Der erste Punkt wäre, sich klarzumachen, welche Möglichkeiten das ganze bieten soll. Das fägt bei der Frage nach Mausinteraktion (zoom/pan, Verschieben der Punkte) an, und hört bei der Frage, ob die Koordinatenachsen "hübsch" sein sollen (d.h. sowohl Werte zwischen 0 und 1 als auch zwischen -100000 und 100000 "schön" und mit passenden Unterteilungsstrichen darstellen) noch lange nicht auf...

Wenn's nur darum geht, einmal irgendwelche Punkte zu malen: "BoundingBox" der Punkte berechnen, das ganze auf die Größe der Component hochskalieren, fertig...


----------



## slawaweis (12. Mrz 2009)

@data89
ich weis jetzt nicht, ob Du die ganze Aufgabe selber schreiben sollst, aber in SwingX gibt es eine Komponente JXGraph:

Romain Guy's Weblog: JXGraph in SwingX
JXGraph (SwingLabs JavaDoc)

die für die Darstellung eines Koordinatensystem verwendet werden kann.

Slawa


----------



## Spacerat (12. Mrz 2009)

@slawaweis: Angesichts diesem tollen Feature (JXGraph) kann ich mir recht gut vorstellen, warum der Lehrer von data89 das Koordinatensystem in einem "Canvas" verlangt.
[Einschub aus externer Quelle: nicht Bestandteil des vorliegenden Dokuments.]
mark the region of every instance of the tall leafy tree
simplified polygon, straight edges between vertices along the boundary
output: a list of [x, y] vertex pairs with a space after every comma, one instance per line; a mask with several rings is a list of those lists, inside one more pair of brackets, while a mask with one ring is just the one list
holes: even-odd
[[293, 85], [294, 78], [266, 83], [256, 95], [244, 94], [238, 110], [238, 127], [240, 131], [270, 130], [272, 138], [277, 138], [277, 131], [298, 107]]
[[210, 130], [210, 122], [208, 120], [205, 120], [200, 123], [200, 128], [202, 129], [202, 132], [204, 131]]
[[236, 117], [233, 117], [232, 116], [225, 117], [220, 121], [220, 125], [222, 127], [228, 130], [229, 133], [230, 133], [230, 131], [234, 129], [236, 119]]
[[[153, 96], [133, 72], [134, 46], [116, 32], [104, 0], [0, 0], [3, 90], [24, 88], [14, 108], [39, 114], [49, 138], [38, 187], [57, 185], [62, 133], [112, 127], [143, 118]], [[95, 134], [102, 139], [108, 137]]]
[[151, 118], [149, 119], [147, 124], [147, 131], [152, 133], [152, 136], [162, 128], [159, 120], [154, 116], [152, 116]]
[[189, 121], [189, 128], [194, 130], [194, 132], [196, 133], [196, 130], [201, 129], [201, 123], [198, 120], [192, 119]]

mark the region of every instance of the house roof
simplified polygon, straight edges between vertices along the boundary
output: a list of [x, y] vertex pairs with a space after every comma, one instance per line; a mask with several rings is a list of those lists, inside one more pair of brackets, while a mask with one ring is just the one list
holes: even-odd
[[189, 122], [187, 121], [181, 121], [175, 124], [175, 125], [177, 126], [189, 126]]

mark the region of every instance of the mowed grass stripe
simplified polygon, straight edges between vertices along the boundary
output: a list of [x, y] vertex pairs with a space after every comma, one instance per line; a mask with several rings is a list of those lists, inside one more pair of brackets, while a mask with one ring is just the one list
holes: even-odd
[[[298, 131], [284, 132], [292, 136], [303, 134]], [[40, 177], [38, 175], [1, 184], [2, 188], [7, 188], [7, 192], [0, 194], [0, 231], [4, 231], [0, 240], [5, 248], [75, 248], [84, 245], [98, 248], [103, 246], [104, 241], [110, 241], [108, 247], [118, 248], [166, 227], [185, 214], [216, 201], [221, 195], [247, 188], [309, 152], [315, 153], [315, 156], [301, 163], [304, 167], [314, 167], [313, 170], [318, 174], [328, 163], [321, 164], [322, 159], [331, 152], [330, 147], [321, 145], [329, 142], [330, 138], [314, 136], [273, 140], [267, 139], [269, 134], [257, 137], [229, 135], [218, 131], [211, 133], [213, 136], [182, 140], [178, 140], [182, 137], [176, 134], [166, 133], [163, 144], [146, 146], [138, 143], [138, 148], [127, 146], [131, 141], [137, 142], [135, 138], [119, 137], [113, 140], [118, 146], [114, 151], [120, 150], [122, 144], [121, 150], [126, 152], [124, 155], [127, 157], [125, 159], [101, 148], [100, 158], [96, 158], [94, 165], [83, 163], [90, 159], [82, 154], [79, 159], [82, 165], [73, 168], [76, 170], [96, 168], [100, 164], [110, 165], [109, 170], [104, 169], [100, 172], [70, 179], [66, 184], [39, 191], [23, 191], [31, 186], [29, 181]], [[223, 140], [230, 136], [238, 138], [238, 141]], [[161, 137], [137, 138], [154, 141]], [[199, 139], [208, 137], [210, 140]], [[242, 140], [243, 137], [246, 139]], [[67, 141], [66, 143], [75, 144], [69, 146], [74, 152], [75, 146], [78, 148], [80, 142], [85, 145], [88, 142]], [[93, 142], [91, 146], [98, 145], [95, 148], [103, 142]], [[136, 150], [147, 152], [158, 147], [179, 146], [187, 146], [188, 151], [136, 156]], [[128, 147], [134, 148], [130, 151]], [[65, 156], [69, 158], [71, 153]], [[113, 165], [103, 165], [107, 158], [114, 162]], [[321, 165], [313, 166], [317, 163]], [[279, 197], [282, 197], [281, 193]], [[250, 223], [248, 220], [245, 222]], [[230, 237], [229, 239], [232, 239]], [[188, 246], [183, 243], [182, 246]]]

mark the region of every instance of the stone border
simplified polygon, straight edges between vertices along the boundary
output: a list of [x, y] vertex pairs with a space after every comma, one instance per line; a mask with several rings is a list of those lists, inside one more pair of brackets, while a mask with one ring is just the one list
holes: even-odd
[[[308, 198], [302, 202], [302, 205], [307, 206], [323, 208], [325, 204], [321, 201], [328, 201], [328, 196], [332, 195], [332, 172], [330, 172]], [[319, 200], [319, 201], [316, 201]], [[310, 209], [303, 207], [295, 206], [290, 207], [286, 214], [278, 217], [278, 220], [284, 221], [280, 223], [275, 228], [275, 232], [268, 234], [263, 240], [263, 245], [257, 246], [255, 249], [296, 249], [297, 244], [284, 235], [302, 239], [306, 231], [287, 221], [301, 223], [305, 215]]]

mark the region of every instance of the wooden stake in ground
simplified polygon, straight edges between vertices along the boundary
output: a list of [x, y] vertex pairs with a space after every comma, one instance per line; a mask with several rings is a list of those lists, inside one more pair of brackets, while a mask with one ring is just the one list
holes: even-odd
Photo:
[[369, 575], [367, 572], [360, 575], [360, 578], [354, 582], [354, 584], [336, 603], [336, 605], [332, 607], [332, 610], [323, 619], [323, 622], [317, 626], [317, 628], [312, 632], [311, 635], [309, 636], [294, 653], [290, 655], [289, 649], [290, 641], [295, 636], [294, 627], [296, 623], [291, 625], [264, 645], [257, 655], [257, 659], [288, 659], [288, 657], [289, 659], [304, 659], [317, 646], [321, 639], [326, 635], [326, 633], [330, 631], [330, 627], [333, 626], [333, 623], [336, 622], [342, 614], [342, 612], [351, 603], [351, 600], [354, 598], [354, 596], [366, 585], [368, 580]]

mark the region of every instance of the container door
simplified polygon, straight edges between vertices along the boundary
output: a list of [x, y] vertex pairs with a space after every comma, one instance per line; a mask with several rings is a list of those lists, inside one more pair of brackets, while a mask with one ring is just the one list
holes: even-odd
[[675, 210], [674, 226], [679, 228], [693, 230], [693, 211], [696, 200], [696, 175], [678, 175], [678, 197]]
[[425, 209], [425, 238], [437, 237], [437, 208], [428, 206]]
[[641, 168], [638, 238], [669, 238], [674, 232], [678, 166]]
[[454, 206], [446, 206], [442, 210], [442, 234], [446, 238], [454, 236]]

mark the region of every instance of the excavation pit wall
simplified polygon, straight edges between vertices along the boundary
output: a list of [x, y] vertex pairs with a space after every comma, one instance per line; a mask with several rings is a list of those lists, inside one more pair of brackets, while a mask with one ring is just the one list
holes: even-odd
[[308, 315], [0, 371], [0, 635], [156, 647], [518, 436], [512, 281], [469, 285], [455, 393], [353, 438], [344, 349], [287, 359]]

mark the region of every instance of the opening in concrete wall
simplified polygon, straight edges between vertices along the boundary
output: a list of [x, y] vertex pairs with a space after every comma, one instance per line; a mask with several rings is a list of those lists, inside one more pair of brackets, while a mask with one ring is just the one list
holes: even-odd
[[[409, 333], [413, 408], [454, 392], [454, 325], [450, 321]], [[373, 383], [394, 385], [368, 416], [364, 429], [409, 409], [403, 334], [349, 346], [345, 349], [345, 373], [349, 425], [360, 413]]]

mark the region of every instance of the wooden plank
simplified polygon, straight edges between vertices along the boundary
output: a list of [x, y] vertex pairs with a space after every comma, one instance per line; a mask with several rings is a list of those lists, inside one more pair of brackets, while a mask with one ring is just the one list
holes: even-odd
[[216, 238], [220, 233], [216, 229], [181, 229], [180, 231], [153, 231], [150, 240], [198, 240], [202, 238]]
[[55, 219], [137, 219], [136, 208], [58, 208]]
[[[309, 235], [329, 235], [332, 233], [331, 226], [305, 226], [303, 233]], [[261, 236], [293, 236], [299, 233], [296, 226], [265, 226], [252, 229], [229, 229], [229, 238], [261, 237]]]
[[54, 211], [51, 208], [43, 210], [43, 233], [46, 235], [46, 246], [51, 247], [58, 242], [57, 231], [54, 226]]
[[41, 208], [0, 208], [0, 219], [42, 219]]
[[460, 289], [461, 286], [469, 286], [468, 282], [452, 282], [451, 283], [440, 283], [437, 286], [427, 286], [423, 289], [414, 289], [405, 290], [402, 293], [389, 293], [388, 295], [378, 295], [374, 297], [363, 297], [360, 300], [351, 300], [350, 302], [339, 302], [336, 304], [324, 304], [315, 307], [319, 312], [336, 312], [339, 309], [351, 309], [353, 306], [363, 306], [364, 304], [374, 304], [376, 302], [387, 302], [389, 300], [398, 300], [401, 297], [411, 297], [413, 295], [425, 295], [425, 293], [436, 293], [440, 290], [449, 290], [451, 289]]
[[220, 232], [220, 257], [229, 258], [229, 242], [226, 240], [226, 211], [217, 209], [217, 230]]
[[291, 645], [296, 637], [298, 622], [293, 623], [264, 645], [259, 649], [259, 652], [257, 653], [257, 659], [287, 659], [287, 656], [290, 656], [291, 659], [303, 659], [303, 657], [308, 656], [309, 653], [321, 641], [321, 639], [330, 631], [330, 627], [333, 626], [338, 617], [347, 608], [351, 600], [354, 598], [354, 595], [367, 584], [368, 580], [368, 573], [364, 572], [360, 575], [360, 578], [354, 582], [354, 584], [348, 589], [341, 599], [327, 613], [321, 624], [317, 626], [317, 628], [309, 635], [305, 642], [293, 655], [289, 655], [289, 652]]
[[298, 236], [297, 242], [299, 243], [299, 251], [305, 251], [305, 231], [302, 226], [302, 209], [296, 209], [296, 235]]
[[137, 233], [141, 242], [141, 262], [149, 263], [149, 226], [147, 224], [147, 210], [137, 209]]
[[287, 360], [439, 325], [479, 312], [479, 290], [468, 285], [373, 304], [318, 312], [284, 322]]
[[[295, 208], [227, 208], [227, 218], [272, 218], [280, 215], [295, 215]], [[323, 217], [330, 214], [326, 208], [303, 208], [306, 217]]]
Der nette Herr (data89) muß doch beschäftigt werden.
@data89: Ich nehme mal an, das du dich möglicherweise schon mal (oder vllt. auch ausschliesslich) mit Swing befasst hast. Was für Swing "paintComponent()" ist, heisst beim "Canvas" (AWT) schlicht "paint()". Der "Graphics"-Context bleibt allerdings funktionell der gleiche, was bedeutet, das du z.B. "g.drawLine()" auch hier verwenden kannst.


----------



## data89 (12. Mrz 2009)

Vielen Dank für die Antworten!

Also, ein Paar Antworten auf Eure Fragen:

* Es geht hier um einen "Pillepallehack". Die Mausinteraktionen fallen weg und es geht nur darum, eine x-/y-Achse einzuzeichnen (vllt. mit Karo-Raster). Wie schon gesagt, sind die Einzutragenden Punkte zwischen 0 und 1 und immer positiv. Die Achseneinteilung wird im 1/4-Intervall vorgenommen.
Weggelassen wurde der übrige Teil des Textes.